Whatever you call them, there's one thing all the chicories have in common, and that is their bitterness. The most aggressive is frisee, which when young and pale lends a pleasant "bite" to your salad mix. But let it grow too long into its frilled, dressy adulthood, and it becomes bad-tempered and formidable, like a vegetable Miss Havisham. You might as well stuff your mouth with dandelions. (Not that there's anything wrong with that.)
But on the other end of the spectrum is escarole, which you can find hiding unobtrusively and inexpensively in the supermarket produce section, where it is pretending to be a lettuce. Forever underestimated, escarole has all the virtues of its pretty, bitter stepsisters without the worst of their faults.
When you release it from its rubber band or twist tie and let the many-layered petticoat of leaves fall open, revealing a heart of spring green and snowy white, escarole is drop-dead gorgeous. Its leaves are swooping, smooth and graduated in color, with none of the spiky, toothy edges that serve to warn you when a plant bites back. Like the thick, curved leaves of the Belgian endive, escarole leaves are sturdy enough not to fall apart like wilted lettuce under heat, so you can saute or simmer or braise them and still be rewarded with a tender crunch, or at least a kind of yielding heft.
And its taste? Escarole is loaded with secret sugars that emerge when it's cooked (it's a little like an onion that way). While raw escarole has a springy, vegetal quality, a bit like a mild romaine, with heat it seems to mellow and ripen in flavor, growing, like Cinderella, only the sweeter for its ordeal.
Although perhaps the most familiar use of escarole is in the rustic white bean soup of Tuscany, where its meltingly tender final self merges with a bit of pecorino or Parmigiano, you can also braise it on its own or with a scattering of golden raisins (as you might with Swiss chard). In its crisp, unaltered form, it stands up to hearty ingredients in a salad.

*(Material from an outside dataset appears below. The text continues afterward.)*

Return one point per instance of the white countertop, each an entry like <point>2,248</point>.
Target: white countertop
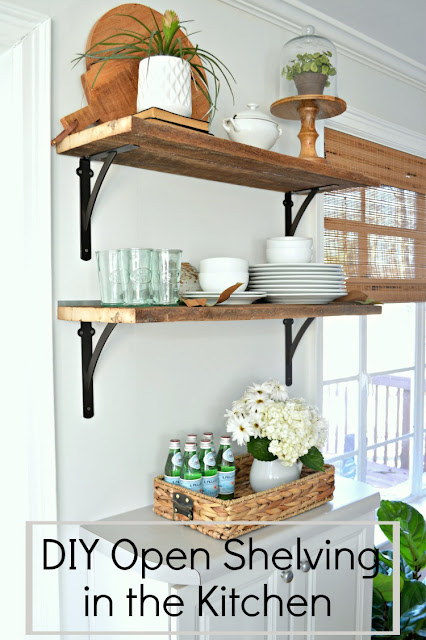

And you can even roast it under high heat and mix it into pasta.
To be truthful, I don't actually mind a little bitterness. The first chicory I ever tasted was a Belgian endive. My mother handed me a leaf and said, "Try it," in the carefully neutral voice I now know meant she expected me to hate it. I nibbled a little, and then promptly winced and fled. But five minutes later I was back. It was a dangerous taste, yet one I could control. For a while, it became a habitual snack — one raw leaf of Belgian endive, nibbled with excruciating slowness.
Indeed, for all the sweet and subtle charms of escarole, you too may find yourself occasionally craving the hard stuff. Don't worry. Dandelion season is around the corner.